Pacific Gas & Electric
Model Energy Communities Program
Pacific Gas & Electric’s Model Energy Communities (MEC) Pilot program, what has been commonly called "The Delta Project," was a research initiative that not only serves as a model for a new and innovative form of demand-side management, but which also has provided a host of important lessons learned. The project was conceived to test the opportunity to use DSM as a localized least cost resource, thereby deferring the need for the capital expansion of transmission and distribution systems.
The region served by The Delta Project is largely residential (a classic "bedroom community") with some 25,000 homes, the vast majority of which are owned by two-income families that work in San Francisco or Oakland and return home at the end of the day. At that time, and especially when temperatures exceed 105° F, the homeowners concurrently turn on their air conditioners creating a localized spike in demand. While The Delta Project sought to contain this needle peak through energy efficiency measures, a key lesson learned was that load management options, such as appliance cycling in particular, may have provided a more expeditious means of fulfilling the Project’s load shape objective.
The Delta Project was not only ambitious in scope and purpose, but also needed to be implemented quickly to fulfill its basic purpose of substation deferral. The Project was implemented in approximately 18 months in a geographically succinct area focused on the proposed Lone Tree substation. It was designed to assess whether DSM could be a cost effective alternative to substation construction; to determine whether intense marketing and direct install program delivery could result in desired levels of savings by triggering high participation and penetration levels; and to assess customer acceptance of such a strategy.

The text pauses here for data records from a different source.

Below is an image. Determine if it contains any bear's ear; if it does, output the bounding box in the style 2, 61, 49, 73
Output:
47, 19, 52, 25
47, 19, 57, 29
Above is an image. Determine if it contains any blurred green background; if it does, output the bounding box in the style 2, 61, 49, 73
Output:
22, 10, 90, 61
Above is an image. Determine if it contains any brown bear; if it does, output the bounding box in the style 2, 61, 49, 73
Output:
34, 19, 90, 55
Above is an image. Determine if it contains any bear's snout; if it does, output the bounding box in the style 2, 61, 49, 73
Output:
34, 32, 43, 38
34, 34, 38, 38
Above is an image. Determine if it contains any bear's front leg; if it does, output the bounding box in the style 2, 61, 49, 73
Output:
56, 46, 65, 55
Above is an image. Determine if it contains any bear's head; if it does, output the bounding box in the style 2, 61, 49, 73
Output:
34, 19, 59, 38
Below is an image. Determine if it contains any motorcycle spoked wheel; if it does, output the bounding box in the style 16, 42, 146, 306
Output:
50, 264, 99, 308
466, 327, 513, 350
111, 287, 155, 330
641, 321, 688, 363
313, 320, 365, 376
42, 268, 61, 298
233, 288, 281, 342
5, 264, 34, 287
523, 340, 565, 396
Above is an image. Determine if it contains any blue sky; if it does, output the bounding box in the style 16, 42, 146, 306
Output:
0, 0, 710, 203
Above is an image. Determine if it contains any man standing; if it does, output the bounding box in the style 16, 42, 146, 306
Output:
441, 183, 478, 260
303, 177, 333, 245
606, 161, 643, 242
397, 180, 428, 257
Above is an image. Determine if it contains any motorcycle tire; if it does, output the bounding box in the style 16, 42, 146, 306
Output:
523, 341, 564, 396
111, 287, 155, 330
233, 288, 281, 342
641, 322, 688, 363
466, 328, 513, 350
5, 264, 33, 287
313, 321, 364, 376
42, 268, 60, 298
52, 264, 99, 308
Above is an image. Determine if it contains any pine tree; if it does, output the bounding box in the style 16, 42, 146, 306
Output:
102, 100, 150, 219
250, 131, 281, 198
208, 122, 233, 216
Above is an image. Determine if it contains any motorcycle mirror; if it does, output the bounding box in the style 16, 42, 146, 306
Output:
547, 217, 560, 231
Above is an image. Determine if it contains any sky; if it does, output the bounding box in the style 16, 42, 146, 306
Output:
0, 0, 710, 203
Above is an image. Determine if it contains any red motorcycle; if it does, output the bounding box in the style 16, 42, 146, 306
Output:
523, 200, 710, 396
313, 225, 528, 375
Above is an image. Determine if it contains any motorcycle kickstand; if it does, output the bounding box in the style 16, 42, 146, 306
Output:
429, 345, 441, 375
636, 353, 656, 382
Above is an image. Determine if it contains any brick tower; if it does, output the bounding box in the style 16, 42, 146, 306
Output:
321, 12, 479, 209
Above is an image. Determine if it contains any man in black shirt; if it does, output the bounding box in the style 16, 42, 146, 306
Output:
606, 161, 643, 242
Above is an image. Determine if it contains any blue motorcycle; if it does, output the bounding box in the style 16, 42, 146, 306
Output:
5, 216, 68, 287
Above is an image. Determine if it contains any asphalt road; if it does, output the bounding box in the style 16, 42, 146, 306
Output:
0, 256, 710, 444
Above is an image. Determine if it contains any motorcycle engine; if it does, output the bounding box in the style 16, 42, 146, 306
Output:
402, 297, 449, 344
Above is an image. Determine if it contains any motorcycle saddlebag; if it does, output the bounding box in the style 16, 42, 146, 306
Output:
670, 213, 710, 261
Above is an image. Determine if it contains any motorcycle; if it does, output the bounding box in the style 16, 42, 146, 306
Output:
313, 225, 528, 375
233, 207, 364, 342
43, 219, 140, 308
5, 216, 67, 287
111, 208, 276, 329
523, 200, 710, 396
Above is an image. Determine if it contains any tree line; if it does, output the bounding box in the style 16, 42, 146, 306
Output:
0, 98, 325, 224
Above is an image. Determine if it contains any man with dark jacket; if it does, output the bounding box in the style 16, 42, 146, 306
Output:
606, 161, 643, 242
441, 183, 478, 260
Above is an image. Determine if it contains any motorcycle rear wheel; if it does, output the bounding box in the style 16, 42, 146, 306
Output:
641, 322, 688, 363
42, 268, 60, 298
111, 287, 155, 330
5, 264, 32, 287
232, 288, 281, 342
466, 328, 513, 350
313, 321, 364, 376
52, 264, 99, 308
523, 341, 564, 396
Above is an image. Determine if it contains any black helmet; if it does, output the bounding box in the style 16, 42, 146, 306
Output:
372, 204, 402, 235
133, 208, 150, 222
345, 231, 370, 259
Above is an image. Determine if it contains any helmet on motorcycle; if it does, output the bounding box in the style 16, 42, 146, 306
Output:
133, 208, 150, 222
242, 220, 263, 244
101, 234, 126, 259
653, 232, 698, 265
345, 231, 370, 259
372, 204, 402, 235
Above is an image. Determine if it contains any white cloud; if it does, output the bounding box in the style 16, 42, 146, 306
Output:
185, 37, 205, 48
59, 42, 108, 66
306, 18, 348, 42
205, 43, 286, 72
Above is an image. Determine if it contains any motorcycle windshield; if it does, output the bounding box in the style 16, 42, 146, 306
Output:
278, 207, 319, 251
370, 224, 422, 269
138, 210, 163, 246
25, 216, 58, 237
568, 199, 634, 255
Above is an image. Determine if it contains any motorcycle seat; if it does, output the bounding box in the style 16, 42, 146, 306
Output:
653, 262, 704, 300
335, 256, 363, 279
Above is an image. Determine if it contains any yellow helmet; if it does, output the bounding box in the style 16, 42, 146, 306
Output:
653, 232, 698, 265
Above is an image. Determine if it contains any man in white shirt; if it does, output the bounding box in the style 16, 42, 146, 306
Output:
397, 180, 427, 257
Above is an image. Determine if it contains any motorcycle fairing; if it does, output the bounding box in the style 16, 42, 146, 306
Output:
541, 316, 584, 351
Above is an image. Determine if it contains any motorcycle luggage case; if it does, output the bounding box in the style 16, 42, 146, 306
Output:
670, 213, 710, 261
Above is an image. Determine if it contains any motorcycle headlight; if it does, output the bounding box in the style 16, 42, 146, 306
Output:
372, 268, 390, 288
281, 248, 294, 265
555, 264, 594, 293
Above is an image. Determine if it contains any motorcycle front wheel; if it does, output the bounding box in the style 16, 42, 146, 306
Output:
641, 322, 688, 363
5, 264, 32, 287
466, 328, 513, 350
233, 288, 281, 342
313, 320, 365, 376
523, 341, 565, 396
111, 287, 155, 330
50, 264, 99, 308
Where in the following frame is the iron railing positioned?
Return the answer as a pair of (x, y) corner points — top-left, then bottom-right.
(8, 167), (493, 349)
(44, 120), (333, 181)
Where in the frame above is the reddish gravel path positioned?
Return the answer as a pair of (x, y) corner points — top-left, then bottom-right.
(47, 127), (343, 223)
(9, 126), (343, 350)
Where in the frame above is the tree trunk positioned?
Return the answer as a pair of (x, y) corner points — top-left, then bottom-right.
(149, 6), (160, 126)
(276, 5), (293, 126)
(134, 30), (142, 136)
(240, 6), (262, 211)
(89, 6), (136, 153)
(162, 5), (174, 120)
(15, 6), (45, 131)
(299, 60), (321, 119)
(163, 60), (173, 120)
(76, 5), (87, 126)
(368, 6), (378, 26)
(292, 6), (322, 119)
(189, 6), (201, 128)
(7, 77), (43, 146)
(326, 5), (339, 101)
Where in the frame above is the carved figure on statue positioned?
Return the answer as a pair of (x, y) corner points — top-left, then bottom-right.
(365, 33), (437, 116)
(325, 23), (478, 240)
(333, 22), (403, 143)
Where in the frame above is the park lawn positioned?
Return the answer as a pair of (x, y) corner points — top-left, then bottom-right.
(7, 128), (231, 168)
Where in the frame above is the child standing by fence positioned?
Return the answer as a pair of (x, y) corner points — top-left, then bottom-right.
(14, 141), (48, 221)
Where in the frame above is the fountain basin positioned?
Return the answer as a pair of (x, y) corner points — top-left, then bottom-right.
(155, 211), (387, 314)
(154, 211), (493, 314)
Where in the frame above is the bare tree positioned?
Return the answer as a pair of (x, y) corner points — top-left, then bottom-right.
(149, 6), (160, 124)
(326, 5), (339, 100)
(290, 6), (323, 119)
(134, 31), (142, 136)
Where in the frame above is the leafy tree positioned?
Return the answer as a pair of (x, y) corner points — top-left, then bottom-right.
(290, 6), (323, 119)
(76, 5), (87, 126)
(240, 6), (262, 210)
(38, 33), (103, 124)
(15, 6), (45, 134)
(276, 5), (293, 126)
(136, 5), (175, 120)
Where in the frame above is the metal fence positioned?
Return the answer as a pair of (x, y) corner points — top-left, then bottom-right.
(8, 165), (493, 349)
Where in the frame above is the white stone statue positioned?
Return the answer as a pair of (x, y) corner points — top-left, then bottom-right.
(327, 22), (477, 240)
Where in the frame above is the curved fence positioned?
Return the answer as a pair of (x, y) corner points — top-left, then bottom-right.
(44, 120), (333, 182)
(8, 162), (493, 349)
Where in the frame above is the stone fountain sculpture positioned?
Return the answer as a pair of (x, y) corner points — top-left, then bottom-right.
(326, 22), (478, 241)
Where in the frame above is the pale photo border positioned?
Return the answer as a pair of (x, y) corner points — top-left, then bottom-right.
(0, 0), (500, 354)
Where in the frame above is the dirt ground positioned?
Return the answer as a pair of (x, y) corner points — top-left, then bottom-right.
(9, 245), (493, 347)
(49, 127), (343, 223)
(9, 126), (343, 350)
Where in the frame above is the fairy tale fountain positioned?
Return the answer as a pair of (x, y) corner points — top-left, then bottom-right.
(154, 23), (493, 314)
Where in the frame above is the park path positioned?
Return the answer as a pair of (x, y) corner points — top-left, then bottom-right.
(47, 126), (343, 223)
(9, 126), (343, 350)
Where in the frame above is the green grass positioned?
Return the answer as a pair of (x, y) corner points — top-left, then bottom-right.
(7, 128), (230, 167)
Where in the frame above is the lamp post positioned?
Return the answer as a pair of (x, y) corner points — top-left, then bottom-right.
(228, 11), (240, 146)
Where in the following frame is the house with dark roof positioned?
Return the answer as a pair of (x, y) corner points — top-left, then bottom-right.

Many rich lessons were learned by PG&E program staff: First and foremost, the project did serve to defer the construction of the Lone Tree substation, although disaggregating the program’s effects from other factors such as the depressed new residential construction market and weather patterns was complex. Second, the program succeeded in delivering a host of DSM measures in a short time frame. This, however, was not without difficulty. PG&E also learned an important lesson about the homogeneity of neighborhoods and thus their relative lack of end-use and end-use consumption diversity. Perhaps most importantly, The Delta Project highlights the litany of unanticipated factors that relate to such a program design, knowledge which can now be used to help program designers to develop effective T&D deferral programs in the future.